Let's say this happens in four years. At that point developers will be eager to use FMA, but they have to be careful to still support older processors. So they have the choice of writing two code paths, or just not using FMA till it's ubiquitous. Maintaining multiple code paths is a software engineer's daily nightmare (it's not just FMA, it's other ISA extensions and many other system parameters as well). So it's not uncommon to only start supporting new instructions years later. In fact I believe that only recently it has become relatively safe to assume SSE2 support as a minimum (i.e. putting that on the box won't cost us a significant number of clients). That's a full 7 years after its introduction!
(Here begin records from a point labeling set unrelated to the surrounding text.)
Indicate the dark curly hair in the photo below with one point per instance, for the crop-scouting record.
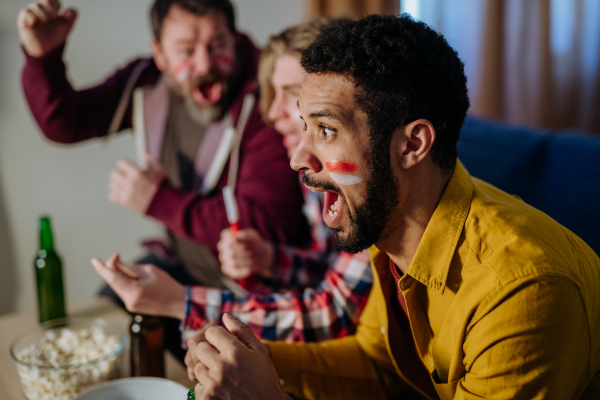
(161, 8)
(403, 71)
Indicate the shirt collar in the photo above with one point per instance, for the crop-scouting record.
(432, 260)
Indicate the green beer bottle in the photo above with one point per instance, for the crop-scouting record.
(48, 275)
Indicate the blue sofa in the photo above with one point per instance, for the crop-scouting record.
(558, 174)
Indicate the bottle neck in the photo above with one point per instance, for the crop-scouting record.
(46, 240)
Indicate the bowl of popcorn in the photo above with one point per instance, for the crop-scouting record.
(63, 357)
(137, 388)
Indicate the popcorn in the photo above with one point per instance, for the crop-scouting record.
(62, 365)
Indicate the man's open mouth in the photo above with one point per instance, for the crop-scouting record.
(332, 209)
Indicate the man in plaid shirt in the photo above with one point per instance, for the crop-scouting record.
(289, 298)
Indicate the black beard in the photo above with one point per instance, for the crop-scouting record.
(371, 217)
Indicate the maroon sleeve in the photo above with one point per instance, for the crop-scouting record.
(267, 192)
(64, 114)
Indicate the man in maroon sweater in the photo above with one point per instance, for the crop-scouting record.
(190, 106)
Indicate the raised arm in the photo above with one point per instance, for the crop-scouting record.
(64, 114)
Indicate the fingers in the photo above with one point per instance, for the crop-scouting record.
(50, 11)
(193, 343)
(189, 362)
(114, 258)
(70, 15)
(39, 11)
(126, 269)
(221, 339)
(153, 163)
(242, 332)
(54, 4)
(109, 275)
(208, 357)
(26, 18)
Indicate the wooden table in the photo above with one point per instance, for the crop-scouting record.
(13, 324)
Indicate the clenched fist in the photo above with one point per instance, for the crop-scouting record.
(134, 188)
(43, 27)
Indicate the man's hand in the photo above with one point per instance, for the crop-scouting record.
(145, 289)
(133, 188)
(42, 27)
(245, 254)
(191, 359)
(234, 364)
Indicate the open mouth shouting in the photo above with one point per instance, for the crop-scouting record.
(333, 209)
(334, 205)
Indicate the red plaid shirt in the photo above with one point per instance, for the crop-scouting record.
(308, 307)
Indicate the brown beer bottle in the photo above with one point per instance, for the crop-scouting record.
(147, 351)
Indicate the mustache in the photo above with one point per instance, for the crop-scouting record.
(313, 182)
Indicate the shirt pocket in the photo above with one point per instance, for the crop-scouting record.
(445, 390)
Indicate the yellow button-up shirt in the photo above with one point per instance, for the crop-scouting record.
(503, 303)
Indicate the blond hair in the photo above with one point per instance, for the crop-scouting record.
(291, 41)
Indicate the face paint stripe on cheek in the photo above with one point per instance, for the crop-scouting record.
(224, 64)
(341, 166)
(340, 172)
(182, 71)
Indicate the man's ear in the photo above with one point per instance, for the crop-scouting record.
(414, 142)
(157, 54)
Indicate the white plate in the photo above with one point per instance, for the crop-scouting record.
(135, 389)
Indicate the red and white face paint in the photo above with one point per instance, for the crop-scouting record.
(223, 64)
(342, 172)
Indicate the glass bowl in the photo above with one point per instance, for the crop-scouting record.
(63, 357)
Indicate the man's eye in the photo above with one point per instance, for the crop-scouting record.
(327, 133)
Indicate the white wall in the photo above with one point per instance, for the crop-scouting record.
(70, 182)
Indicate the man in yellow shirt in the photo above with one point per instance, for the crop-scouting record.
(476, 294)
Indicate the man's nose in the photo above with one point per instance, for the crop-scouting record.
(201, 61)
(304, 158)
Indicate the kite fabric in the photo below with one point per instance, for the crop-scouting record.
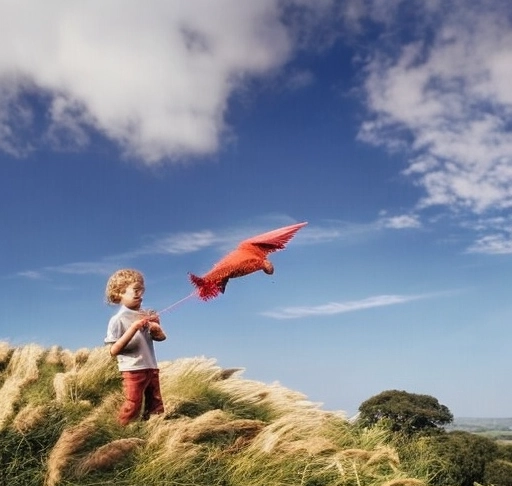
(250, 256)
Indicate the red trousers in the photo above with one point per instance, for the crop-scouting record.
(140, 387)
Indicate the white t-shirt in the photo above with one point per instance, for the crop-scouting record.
(139, 353)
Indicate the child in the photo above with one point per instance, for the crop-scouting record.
(131, 334)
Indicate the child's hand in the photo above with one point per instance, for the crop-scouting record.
(140, 324)
(150, 316)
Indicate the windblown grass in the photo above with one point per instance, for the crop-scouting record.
(60, 429)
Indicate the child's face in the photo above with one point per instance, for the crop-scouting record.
(132, 296)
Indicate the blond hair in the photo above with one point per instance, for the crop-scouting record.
(119, 282)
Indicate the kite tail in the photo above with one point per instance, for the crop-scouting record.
(206, 288)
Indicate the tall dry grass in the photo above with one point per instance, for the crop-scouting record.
(21, 370)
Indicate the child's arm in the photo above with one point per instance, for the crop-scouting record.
(121, 343)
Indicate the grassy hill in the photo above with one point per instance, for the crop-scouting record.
(58, 427)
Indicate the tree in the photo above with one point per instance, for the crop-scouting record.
(404, 412)
(466, 457)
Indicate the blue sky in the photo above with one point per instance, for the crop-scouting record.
(158, 137)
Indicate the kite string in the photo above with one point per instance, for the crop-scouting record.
(167, 309)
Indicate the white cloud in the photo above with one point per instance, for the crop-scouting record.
(447, 99)
(495, 244)
(401, 222)
(225, 240)
(154, 77)
(340, 307)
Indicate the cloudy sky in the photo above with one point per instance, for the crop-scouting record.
(159, 135)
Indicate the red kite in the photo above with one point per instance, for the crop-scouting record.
(250, 256)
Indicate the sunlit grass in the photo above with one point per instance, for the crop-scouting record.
(59, 428)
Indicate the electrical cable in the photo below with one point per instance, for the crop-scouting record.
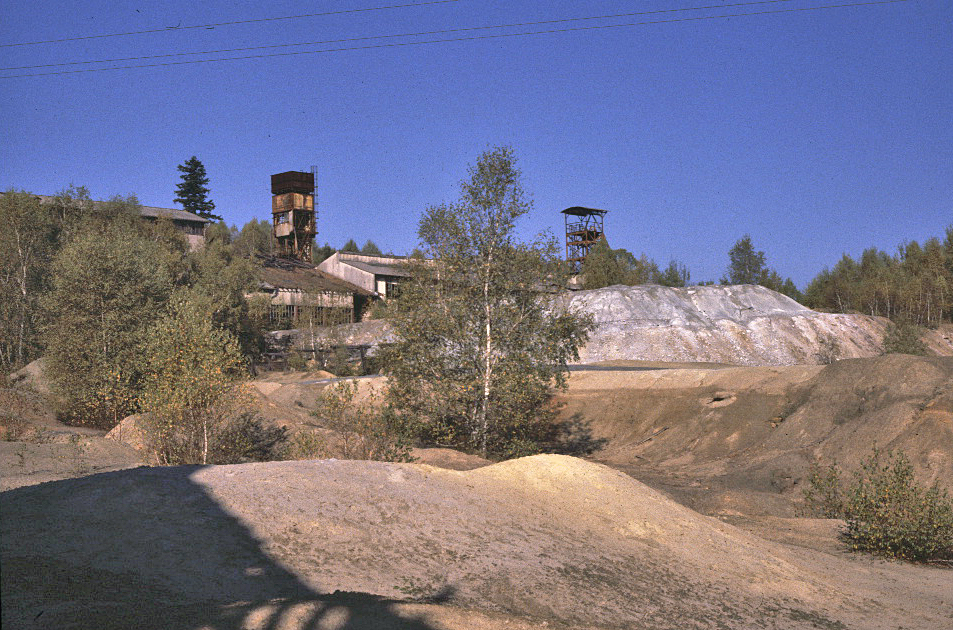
(172, 29)
(418, 34)
(459, 39)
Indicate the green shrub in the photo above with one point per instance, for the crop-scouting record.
(364, 429)
(247, 437)
(888, 513)
(885, 510)
(823, 493)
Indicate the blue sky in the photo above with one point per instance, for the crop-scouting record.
(817, 132)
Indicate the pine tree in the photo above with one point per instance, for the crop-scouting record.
(747, 265)
(192, 191)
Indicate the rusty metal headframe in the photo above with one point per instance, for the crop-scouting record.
(584, 227)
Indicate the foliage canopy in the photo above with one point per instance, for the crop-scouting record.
(482, 334)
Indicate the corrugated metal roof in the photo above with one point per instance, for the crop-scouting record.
(379, 270)
(580, 211)
(170, 213)
(146, 211)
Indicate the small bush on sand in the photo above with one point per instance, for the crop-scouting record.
(363, 429)
(823, 493)
(904, 338)
(885, 510)
(197, 404)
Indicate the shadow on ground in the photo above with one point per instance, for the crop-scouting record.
(157, 552)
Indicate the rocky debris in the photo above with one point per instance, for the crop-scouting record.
(742, 439)
(742, 325)
(548, 538)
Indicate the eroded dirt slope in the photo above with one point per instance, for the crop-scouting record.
(743, 439)
(547, 538)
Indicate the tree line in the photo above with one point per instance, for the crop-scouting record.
(912, 286)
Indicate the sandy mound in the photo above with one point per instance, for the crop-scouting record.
(742, 439)
(745, 325)
(448, 458)
(546, 537)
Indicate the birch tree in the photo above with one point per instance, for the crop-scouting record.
(482, 338)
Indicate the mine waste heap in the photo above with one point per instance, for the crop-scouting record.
(293, 214)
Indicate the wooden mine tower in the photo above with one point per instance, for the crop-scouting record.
(583, 229)
(293, 215)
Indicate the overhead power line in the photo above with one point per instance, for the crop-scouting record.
(172, 29)
(460, 39)
(417, 34)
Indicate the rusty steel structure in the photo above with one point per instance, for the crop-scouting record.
(293, 214)
(584, 227)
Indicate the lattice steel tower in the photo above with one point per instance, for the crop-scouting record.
(583, 230)
(292, 213)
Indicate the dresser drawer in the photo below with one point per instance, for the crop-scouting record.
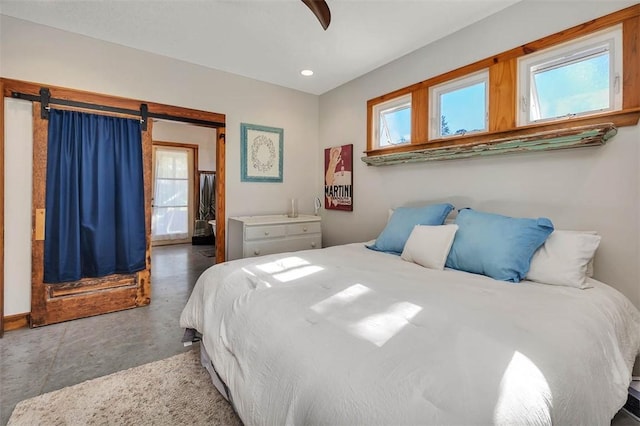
(264, 232)
(303, 228)
(260, 248)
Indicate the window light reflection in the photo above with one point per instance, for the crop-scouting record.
(379, 328)
(294, 274)
(523, 385)
(282, 265)
(343, 298)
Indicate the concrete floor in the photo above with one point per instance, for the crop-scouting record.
(35, 361)
(40, 360)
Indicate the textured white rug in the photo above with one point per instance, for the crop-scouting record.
(172, 391)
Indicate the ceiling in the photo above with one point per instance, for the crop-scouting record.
(267, 40)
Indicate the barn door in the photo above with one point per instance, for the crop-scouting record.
(52, 303)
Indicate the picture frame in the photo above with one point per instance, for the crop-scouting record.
(261, 153)
(338, 178)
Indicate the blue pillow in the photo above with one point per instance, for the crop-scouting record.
(498, 246)
(394, 236)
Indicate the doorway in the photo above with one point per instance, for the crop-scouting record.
(173, 194)
(54, 303)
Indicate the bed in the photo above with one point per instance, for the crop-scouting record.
(349, 335)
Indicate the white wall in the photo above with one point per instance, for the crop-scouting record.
(205, 138)
(45, 55)
(589, 188)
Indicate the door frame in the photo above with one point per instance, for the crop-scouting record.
(9, 86)
(194, 177)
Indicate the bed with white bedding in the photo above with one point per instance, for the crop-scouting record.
(346, 335)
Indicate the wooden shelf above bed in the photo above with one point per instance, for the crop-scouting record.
(572, 137)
So in this scenario FMA would suffer pretty slow adoption up to the year 2019...
Scenario 2: FMA instructions are added sooner and executed in two uops.
Developers can and will experiment with these instructions sooner. Compilers and other tools will support them years sooner too. Code size, extra precision, and the potential of seeing faster implementations in future processors (without requiring a code rewrite) are enough incentive for the early adopters. By the time single uop FMA processors become available they'll see a nice boost in performance. That's good for Intel too since real-world applications can be used as benchmarks, which is a lot more convincing for consumers than numbers on paper and a much later return on investment. And just as importantly, those 2 uop FMA processors will still run applicaitons that have one code path and demand FMA as a minimum. They won't run it faster than an application with two code paths (one using separate mul and add) but at leat they'll run it. There's nothing more frustrating than not being able to run an application because the hardware doesn't support it (and guess who gets the blame).
So I think scenario 2 is a win for everybody (hardware guys, software guys and consumers). And I strongly believe it applies to much more than FMA. Of course you can't just blindly start adding instructions, but if you already decided you're going to invest transistors into a feature at some point, it really doesn't hurt to have a functional 'interface' much sooner. In fact, if it turns out that developers are not so interested in the feature after all, you have the option of postponing the full-fledged implementation a couple years till they're more interested, investing those transistors elsewhere in the meantime.
Lastly, in case anyone's worried about the marketing aspects: It's simply a case of not marketing to consumers until the faster execution units are added. Core 2's vastly increased SSE performance has been a grand succes despite that SSE has been around for a decade. It's easy to market when the numbers speak for themselves.